Which equation is a quadratic equation?

Answer 1

the one with the x^2

Answer 2

y = −4(3x + 2)

y + 3x^3 = (x − 2)(3x + 8)

y − 3 = (2x^2 + 11)(x − 1) + 3x

y + 5x = −2x(4 − x) + 1

Answer 3

so it would be the third option?

Answer 4

I feel d go ahead and isolate y and expand

Answer 5

norp not the third

Answer 6

its the last one

Answer 7

(2x^2 + 11)(x − 1) + 3x
^ ^ beome 2x^3
if you distribute

Answer 8

coz it involves powers up to 2

Answer 9

okay thanks... i have another question...
What are the x-intercept(s) of the graph of y − 8 = x2 − 6x?

(−2, 0) and (4, 0)

(2, 0) and (−4, 0)

(2, 0) and (4, 0)

(−2, 0) and (−4, 0)

Answer 10

y − 8 = x2 − 6x
add 8 to both sides and plug in 0 into y
making y zero means that you will get the x axis as a result when you solve for x.

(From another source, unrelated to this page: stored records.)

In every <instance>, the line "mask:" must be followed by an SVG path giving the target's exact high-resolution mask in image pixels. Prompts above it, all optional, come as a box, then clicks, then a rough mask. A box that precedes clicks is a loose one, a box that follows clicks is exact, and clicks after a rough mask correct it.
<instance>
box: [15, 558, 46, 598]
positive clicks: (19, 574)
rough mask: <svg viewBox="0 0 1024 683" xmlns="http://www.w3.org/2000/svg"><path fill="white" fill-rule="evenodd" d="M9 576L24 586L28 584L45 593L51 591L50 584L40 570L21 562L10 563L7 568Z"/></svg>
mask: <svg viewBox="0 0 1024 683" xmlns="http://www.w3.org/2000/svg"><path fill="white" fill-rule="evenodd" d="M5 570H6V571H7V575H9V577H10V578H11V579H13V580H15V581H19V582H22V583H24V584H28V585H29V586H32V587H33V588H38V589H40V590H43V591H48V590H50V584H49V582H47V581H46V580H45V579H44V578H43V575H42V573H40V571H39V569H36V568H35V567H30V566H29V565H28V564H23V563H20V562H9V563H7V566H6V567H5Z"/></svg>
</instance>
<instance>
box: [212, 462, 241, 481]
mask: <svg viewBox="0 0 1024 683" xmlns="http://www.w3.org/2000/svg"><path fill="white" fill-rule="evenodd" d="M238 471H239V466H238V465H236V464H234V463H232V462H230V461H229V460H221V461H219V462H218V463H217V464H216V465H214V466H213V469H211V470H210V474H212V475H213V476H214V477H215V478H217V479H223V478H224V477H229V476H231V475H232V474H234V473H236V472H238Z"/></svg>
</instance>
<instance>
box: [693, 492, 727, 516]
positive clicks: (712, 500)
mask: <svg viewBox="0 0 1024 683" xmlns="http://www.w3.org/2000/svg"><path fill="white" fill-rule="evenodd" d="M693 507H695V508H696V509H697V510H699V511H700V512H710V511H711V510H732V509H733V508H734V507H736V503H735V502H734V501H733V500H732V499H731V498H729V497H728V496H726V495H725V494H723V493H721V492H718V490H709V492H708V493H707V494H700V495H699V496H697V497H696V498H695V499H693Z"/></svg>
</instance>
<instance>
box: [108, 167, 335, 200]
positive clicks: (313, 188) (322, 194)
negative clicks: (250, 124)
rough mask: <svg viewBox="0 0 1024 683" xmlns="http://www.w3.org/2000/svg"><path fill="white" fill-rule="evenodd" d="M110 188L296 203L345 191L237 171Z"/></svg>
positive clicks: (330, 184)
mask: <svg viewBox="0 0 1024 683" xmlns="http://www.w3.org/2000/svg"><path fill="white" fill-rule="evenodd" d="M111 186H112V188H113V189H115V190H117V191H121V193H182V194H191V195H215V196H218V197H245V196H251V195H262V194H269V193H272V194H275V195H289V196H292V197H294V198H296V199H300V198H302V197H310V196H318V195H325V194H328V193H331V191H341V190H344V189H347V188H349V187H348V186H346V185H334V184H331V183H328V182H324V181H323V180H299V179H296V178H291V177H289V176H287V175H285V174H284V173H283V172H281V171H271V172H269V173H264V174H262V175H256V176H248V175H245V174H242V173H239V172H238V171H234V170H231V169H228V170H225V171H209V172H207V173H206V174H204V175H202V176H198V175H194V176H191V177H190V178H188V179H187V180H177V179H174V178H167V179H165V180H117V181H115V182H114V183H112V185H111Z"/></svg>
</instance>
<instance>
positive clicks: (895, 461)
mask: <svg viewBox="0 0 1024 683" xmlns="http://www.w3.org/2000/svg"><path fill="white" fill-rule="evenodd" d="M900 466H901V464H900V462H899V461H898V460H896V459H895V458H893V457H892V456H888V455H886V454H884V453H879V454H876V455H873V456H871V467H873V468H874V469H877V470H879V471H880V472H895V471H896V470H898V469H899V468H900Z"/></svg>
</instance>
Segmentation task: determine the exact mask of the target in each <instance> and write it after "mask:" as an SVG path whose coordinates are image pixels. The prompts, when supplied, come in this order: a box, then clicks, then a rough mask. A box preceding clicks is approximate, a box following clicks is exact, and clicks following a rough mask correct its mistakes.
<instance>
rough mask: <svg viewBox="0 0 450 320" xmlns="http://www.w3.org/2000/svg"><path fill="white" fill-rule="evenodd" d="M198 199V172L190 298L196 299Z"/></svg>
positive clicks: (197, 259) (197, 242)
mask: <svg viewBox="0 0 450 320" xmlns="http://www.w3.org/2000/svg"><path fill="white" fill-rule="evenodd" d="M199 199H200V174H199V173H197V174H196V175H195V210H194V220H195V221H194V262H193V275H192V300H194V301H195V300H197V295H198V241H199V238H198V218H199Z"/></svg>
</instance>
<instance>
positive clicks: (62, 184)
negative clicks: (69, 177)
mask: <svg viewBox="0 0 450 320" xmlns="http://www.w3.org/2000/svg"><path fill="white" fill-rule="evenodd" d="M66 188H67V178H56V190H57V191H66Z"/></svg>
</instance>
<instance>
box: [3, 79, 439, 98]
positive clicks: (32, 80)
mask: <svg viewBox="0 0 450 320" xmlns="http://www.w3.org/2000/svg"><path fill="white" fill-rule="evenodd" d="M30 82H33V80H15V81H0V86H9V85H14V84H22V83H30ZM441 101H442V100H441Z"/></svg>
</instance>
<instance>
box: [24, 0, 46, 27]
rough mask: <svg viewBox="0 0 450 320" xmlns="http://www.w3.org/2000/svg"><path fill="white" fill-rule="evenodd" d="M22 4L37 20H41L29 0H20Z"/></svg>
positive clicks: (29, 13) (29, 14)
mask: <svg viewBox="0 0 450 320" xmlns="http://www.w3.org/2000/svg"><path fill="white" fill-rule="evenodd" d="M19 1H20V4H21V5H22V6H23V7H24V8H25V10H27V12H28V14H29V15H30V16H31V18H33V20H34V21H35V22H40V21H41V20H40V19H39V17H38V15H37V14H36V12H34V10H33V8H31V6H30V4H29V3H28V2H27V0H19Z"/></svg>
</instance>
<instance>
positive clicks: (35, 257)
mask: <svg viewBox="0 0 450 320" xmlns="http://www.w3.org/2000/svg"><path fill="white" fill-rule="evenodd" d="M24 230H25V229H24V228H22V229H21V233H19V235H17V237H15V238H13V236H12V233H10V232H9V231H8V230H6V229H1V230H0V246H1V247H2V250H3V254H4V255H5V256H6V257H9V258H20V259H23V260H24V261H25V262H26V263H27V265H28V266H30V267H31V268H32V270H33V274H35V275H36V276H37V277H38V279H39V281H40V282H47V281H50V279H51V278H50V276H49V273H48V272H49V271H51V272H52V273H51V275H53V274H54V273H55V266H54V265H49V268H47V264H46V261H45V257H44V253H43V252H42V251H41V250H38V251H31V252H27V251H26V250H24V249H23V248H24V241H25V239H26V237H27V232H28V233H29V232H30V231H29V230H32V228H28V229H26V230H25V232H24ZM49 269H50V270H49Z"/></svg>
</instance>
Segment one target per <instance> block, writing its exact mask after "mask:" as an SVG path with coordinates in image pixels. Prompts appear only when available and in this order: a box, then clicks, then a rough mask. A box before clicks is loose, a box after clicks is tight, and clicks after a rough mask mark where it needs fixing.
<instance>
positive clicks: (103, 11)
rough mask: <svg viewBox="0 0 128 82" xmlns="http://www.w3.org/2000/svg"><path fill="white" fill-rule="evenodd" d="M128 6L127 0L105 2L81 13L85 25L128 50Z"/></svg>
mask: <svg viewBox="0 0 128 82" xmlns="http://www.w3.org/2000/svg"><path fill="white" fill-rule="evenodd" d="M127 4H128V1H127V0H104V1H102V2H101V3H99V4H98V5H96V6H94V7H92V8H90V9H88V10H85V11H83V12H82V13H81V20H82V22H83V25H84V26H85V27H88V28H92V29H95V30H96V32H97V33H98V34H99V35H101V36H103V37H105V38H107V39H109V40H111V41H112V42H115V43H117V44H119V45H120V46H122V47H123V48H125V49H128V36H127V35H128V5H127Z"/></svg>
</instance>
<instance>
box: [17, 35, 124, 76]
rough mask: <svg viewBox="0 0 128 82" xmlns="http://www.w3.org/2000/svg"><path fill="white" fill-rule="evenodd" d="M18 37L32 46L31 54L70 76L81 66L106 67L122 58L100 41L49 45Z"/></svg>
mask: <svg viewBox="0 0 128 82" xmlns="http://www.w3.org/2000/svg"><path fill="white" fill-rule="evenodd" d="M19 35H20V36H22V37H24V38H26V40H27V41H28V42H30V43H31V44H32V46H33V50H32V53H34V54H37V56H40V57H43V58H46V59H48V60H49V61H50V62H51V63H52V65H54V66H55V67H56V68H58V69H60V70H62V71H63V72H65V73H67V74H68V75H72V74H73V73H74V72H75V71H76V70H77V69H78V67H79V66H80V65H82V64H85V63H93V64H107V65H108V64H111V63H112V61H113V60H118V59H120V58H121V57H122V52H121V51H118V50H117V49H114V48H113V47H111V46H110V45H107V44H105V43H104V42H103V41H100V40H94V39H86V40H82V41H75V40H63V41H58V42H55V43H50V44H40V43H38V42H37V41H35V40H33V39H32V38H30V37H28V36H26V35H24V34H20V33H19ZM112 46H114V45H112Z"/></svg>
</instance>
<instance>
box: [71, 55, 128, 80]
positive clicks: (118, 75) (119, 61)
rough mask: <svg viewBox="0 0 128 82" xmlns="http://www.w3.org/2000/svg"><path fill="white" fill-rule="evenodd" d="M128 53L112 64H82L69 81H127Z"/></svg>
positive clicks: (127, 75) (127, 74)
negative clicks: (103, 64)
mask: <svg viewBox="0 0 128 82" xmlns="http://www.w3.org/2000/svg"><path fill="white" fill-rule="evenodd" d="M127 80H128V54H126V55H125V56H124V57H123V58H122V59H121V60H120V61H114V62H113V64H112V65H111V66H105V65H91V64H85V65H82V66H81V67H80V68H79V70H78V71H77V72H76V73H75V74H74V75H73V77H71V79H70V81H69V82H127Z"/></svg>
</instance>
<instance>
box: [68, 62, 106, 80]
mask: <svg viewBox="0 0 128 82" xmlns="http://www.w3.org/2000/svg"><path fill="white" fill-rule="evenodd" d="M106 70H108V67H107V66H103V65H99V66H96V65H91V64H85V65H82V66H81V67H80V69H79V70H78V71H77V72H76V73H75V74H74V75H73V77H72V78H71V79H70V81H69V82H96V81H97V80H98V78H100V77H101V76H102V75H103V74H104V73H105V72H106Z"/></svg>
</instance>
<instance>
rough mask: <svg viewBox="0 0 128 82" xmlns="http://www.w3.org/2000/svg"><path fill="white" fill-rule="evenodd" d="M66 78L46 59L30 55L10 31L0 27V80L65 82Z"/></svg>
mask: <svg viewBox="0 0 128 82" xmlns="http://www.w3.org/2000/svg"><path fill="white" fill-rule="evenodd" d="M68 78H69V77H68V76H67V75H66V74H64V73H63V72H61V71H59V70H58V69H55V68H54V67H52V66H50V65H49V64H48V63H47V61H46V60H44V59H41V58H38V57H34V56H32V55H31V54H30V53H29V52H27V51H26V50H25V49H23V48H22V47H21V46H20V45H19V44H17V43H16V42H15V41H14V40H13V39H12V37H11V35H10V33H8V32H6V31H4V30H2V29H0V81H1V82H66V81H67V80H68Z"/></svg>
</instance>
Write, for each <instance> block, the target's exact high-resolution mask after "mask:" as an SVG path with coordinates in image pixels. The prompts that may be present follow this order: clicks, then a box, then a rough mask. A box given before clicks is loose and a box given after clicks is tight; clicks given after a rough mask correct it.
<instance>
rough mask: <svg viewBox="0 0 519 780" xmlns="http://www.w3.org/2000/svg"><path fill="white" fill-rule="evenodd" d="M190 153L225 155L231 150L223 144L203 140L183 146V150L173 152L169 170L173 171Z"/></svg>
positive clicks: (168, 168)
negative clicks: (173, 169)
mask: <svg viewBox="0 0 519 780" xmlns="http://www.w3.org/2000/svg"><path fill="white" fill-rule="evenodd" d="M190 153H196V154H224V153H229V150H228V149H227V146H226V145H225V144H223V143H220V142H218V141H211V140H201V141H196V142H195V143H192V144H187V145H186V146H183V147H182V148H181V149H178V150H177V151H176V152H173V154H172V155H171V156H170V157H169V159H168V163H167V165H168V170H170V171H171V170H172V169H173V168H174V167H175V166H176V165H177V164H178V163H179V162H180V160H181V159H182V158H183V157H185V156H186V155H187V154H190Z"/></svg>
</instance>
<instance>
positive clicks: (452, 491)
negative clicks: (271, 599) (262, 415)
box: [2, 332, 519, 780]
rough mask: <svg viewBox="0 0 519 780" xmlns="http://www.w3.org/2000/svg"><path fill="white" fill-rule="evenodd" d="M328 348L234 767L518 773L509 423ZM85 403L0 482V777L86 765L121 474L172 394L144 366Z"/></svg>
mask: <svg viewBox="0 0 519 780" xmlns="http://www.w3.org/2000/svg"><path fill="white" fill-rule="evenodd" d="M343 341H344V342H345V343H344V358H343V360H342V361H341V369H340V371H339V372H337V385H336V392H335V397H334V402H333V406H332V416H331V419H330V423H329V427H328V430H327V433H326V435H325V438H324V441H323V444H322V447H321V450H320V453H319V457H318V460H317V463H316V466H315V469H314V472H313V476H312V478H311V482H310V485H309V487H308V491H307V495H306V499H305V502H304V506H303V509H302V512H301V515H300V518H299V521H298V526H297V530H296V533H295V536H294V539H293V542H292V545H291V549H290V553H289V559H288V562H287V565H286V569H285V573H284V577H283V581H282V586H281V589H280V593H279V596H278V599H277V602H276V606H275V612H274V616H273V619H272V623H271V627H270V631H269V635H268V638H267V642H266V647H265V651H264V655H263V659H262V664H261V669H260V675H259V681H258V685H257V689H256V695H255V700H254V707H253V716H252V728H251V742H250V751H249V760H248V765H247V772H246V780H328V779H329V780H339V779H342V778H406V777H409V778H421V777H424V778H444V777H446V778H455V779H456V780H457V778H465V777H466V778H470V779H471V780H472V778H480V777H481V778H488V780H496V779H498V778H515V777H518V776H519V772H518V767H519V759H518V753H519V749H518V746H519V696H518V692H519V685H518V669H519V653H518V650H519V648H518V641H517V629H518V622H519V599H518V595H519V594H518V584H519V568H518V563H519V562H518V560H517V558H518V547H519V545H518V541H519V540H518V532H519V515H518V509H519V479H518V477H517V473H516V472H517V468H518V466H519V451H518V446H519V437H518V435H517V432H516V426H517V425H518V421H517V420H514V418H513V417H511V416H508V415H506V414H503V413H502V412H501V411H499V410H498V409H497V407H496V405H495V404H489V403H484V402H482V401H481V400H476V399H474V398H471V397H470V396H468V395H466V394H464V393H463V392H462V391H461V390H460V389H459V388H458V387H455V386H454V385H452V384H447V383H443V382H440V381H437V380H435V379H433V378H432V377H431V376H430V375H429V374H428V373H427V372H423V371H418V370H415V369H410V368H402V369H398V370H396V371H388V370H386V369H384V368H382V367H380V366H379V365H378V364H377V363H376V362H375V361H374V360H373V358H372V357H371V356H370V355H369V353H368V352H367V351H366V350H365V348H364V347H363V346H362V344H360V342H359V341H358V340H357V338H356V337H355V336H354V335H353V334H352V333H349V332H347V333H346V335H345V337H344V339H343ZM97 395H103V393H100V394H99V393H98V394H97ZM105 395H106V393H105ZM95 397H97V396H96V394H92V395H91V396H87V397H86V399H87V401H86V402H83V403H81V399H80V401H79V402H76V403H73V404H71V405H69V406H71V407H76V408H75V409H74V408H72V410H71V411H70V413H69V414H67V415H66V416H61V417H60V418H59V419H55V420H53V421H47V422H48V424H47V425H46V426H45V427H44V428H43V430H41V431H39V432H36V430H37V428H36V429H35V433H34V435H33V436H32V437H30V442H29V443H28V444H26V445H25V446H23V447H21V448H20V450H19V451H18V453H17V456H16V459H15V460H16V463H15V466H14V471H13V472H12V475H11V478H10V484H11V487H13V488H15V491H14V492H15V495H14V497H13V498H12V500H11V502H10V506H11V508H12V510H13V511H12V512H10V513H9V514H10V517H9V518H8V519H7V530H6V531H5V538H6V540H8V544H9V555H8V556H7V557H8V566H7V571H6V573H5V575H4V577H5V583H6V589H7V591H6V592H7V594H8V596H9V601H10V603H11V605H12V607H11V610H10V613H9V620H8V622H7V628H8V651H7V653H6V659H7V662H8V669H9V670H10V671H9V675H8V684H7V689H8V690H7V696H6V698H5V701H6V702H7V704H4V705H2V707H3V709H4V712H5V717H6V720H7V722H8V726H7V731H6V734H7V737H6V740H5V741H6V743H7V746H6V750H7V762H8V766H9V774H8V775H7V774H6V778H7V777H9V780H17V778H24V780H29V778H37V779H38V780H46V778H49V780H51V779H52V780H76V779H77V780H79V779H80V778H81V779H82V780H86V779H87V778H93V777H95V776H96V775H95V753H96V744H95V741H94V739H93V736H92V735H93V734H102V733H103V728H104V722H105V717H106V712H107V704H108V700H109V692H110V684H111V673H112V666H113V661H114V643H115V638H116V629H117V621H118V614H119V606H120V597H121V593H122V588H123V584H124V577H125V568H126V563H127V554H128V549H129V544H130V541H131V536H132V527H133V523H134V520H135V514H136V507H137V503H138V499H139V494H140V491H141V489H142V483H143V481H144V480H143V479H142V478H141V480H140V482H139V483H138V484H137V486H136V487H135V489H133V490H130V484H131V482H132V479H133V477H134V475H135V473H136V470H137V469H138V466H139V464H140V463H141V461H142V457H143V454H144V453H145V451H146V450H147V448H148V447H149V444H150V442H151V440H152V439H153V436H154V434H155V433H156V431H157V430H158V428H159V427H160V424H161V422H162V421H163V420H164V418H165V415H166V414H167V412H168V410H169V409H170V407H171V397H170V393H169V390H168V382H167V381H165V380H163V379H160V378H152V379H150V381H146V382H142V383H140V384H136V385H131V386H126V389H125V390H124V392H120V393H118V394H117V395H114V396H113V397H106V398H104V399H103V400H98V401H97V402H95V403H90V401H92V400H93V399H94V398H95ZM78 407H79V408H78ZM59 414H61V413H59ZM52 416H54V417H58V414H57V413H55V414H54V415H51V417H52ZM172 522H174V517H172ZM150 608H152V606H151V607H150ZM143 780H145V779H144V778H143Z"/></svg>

0= x2 − 6x+8 from here it is a standard quadratic equation. You can use your favorite method of finding the roots aka zeros aka x intercepts.

those methods include graphically, completing the square, quadratic formula or factoring. :)

Answer 11

as it turns out it can be factorable
0= x2 − 6x+8
is
0 = (x-4) (x-2)

I think you might now this but lets say you dont.
(x-4)* (x-2)=0
a * b =0

look at bottom equation. In order for a*b=0 to be true either a can be 0 or b can be 0
which means

x-4=0 or x-2=0

x=4 x=2


lets see

(4-4)*(2-4)=0
0 * (-2)=0
0=0 there fore true

same applies to x=2
(4-2) * (2-2)=0
(2) * (0)=0
0=0

there fore roots or x intercepts are
4 and 2

Answer 12

thank you so much! that helps a lot :)

Answer 13

yeah i can help